India November/December 2016: Aizawl-Silchar-Agartala-Jorhat-Kolkata
Raj Kumar Mazinder, Professor of Printmaking, Assam University, Silchar, attended the 2015 Jorhat screenings and on hearing of my intention to revisit Assam in 2016 requested further screenings at Silchar. One took place at the University, another at Beekshan Cine Commune Film Club.
Raj Kumar also arranged screenings at Aizawl, Mizoram and Agartala, Tripura, two states with a tribal past. Mizos like Nagas had been famous headhunters until the middle of the 20th century.
The Mazinder family, Raj Kumar, Swapnali and their son Shom, accompanied by painter Uttam Ghosh and his wife Jamuna travelled with me to Aizawl. I soon discovered Mizoram to be different to many places in India. The name is derived from Mi (people), Zo (lofty place, such as a hill) and Ram (land), and thus Mizoram implies “land of the hill people”. *Sajnani, Encyclopaedia of Tourism Resources in India, Volume 1, ISBN 81-78350173, page 241.
Mizos speak their own language, English, and nearly no other Indian language. Almost 90% of people are Christian. Aizawl is situated among high hills surrounded by clouds and the city, unlike everywhere else in India, is strangely quiet. A no honking horn culture has been adopted.
Difference Screen was hosted by Amoii, a self taught artist, at her gallery Art Novelty. We stayed at the government tourist lodge in the Chaltlang district, close to the gallery. Amoii told me there was no formal art education in Mizoram until 2010 and shortly after our arrival took us to an award ceremony for a ‘State Level Painting Competition on Energy Conservation’. Difference Screen was well attended in Aizawl.

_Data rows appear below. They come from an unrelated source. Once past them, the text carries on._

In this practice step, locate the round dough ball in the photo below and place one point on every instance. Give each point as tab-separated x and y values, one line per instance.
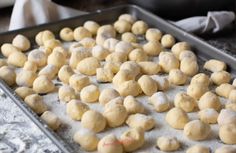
17	59
152	48
139	27
88	66
75	109
78	82
90	94
110	144
93	120
8	75
177	77
35	102
132	139
167	41
140	121
177	118
80	33
167	144
209	100
197	130
51	120
87	139
21	42
43	85
185	102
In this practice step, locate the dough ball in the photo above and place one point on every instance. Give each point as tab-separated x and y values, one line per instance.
185	102
88	66
17	59
177	118
75	109
214	65
177	77
166	143
51	120
21	42
80	33
8	75
43	85
132	139
180	47
197	130
152	48
90	94
110	144
220	77
167	41
25	78
133	106
209	100
87	139
140	121
122	26
168	61
139	27
35	102
24	92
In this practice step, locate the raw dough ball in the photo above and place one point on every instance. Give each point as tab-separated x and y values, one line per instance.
115	114
107	95
220	77
43	85
78	82
167	41
21	42
8	75
149	68
87	139
177	118
139	27
67	34
133	106
132	139
80	33
198	149
122	26
185	102
140	121
160	101
180	47
224	90
35	102
51	120
110	144
209	100
88	66
25	78
197	130
152	48
208	115
168	61
214	65
129	37
153	34
17	59
75	109
89	94
24	92
177	77
100	52
168	144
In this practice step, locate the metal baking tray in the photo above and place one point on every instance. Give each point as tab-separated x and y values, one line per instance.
202	49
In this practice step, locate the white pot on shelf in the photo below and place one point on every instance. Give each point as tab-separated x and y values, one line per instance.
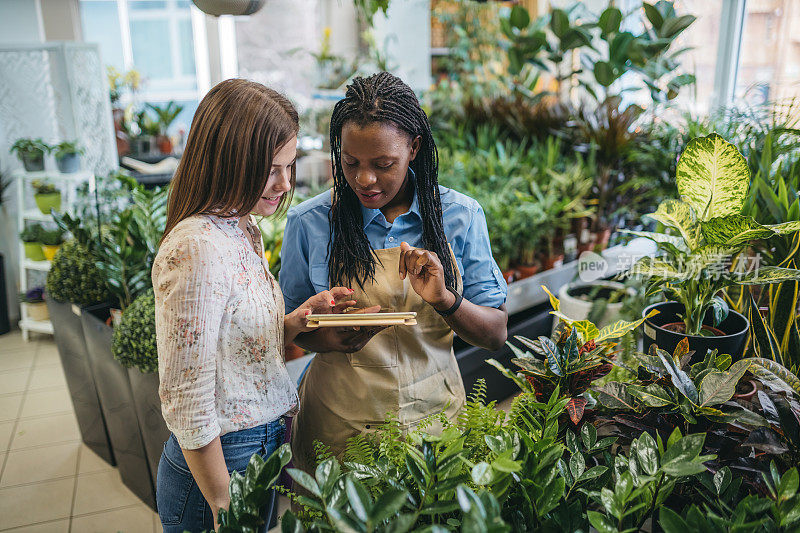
575	302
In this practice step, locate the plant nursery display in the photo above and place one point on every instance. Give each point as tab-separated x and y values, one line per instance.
74	276
68	156
31	152
31	236
47	196
35	306
703	253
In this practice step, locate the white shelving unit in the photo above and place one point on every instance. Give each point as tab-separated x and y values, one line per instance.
68	185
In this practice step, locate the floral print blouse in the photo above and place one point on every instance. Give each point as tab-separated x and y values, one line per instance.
219	330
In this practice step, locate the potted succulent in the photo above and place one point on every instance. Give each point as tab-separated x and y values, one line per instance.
47	196
705	252
31	238
51	241
31	153
68	156
74	283
166	116
35	306
134	345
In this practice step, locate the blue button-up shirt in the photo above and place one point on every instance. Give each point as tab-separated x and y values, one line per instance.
304	255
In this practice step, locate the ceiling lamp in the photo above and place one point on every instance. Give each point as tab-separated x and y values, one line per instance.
229	7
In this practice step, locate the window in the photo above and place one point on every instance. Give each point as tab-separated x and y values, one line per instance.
769	61
157	38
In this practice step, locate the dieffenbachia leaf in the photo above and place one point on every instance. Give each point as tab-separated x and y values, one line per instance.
679	215
713	177
718	387
652	395
619	328
774	375
767	275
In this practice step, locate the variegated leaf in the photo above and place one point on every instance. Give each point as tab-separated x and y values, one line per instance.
713	177
660	238
679	215
734	230
649	267
718	387
767	275
774	375
619	328
652	395
554	303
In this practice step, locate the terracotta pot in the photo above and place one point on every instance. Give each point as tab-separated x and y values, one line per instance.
293	351
526	271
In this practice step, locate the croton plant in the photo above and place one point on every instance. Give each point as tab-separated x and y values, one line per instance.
703	249
576	354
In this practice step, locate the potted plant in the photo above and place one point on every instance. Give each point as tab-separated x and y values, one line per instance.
51	242
575	355
47	196
35	306
31	153
74	283
68	156
134	346
31	237
166	116
705	252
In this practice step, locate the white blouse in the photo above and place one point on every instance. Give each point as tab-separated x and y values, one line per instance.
219	330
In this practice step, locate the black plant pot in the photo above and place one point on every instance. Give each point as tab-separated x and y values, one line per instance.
472	360
116	400
71	343
735	328
5	323
148	409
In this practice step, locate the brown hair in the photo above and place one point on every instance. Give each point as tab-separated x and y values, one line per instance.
237	128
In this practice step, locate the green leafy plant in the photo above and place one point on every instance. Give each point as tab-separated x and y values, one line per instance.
134	340
577	353
74	277
696	261
166	116
32	233
43	187
52	237
66	148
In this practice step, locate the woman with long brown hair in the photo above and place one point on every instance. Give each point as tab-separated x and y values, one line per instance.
220	322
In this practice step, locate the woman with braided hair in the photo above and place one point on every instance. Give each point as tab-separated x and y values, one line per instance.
388	231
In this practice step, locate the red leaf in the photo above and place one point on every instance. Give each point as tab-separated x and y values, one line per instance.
575	409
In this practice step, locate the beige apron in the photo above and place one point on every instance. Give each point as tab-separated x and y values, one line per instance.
409	371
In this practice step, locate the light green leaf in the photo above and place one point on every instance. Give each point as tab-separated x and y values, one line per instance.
713	177
679	215
768	274
718	387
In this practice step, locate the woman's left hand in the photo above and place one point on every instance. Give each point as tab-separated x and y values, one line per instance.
426	275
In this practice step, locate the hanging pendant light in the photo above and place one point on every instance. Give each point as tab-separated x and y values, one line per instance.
229	7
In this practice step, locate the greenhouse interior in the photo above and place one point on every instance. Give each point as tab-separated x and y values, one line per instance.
559	239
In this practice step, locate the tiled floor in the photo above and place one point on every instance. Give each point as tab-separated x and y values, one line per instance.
49	480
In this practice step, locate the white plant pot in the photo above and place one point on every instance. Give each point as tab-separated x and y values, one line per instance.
577	308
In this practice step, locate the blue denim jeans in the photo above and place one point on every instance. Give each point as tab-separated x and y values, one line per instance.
181	505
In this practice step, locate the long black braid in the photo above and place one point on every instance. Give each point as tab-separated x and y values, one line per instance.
382	97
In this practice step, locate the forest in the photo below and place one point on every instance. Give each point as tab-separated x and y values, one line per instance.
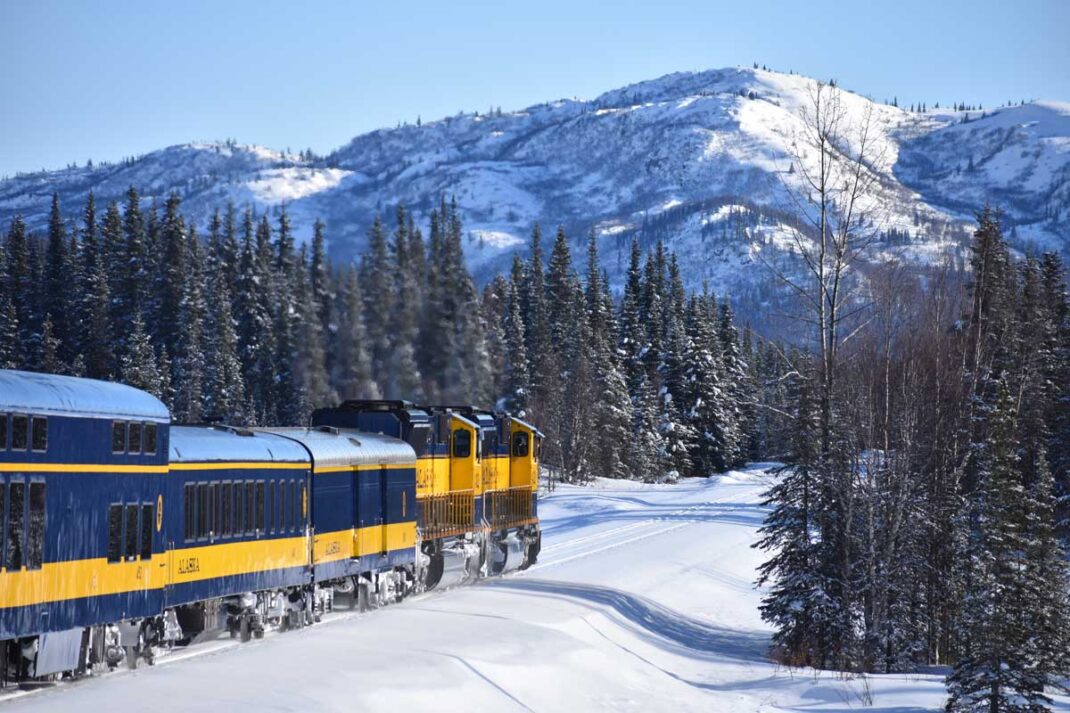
238	324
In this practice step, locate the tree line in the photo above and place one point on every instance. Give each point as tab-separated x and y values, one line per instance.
923	515
235	322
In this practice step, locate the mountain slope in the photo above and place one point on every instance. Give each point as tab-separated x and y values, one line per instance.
698	158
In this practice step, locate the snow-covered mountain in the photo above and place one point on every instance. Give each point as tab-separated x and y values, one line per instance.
698	158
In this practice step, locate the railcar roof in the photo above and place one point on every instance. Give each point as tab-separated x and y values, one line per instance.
73	396
219	443
332	448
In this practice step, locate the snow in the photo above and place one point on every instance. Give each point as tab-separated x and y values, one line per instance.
281	185
642	601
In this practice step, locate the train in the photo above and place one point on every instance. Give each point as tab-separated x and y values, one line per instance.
123	534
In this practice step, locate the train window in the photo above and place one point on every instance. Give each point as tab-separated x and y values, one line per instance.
284	524
134	438
40	434
148	521
203	515
35	536
131	540
462	443
16	504
260	507
118	437
150	439
250	504
520	444
270	507
19	433
3	497
189	502
115	533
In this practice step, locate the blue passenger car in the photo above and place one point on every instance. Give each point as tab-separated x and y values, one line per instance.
241	518
82	472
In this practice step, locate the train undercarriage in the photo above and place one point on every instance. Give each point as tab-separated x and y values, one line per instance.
441	563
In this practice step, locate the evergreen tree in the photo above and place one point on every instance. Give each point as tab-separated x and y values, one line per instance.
997	670
138	366
352	363
516	379
794	596
94	308
612	408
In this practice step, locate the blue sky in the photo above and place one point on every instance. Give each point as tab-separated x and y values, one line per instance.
83	79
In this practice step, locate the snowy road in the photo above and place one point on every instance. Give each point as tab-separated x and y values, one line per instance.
642	601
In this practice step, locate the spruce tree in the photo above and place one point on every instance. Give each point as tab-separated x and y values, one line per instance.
515	392
998	668
94	309
138	366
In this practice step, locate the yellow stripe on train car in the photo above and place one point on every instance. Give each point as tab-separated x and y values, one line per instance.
77	468
380	539
342	469
238	558
57	581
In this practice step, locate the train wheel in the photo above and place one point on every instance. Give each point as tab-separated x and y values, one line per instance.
434	569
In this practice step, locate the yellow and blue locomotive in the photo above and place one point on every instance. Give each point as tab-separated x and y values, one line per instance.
122	533
476	483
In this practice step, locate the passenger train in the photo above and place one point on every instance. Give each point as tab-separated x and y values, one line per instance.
123	534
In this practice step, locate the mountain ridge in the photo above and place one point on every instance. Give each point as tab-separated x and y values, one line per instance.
698	158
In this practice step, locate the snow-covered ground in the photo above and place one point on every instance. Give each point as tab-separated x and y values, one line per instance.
642	601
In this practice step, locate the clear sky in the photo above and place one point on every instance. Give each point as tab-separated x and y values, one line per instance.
109	78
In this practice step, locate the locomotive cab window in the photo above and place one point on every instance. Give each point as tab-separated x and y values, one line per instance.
520	444
118	437
189	502
227	510
250	507
40	434
130	549
3	499
462	443
19	433
148	519
135	438
419	436
150	439
270	507
115	533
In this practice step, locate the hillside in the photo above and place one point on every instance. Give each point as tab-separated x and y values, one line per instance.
698	158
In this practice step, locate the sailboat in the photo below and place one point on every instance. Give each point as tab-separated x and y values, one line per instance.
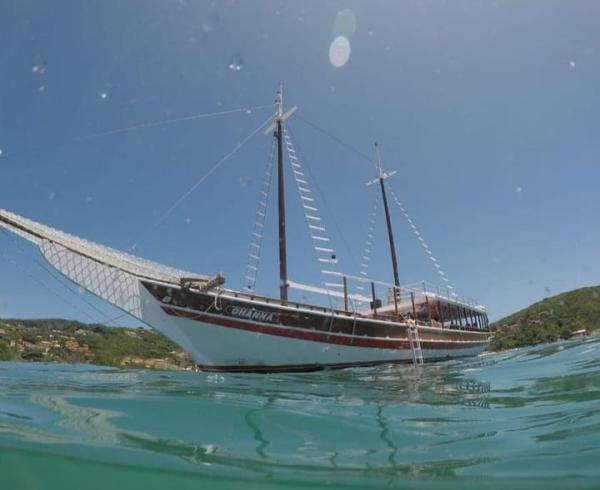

Back in Silchar, while presenting Difference Screen at Assam University, I had a chance to meet with students in the Department of Visual Arts. We had a great afternoon followed by a well attended screening.

Later I met members of the Beekshan Cine Commune Film Club to discuss screening the following day. The Beekshan programme took place at the Rajiv Institute and started when the yoga class was over, it was well received with lively Q/A discussion.
Raj Kumar arranged for his PhD student Binoy Paul to accompany me on the trip to Agartala, a nine hour journey leaving at 8am. Agartala, the capital of Tripura lies on the western border with Bangladesh.
Arriving in Agartala we were met by Pramit Paul, lecturer at the Government College of Art and Craft who took us to our accommodation, Geetanjali Guest House. Screening took place the next day after an insightful tour of the art school with Pramit and fellow lecturer Ramyendu Das.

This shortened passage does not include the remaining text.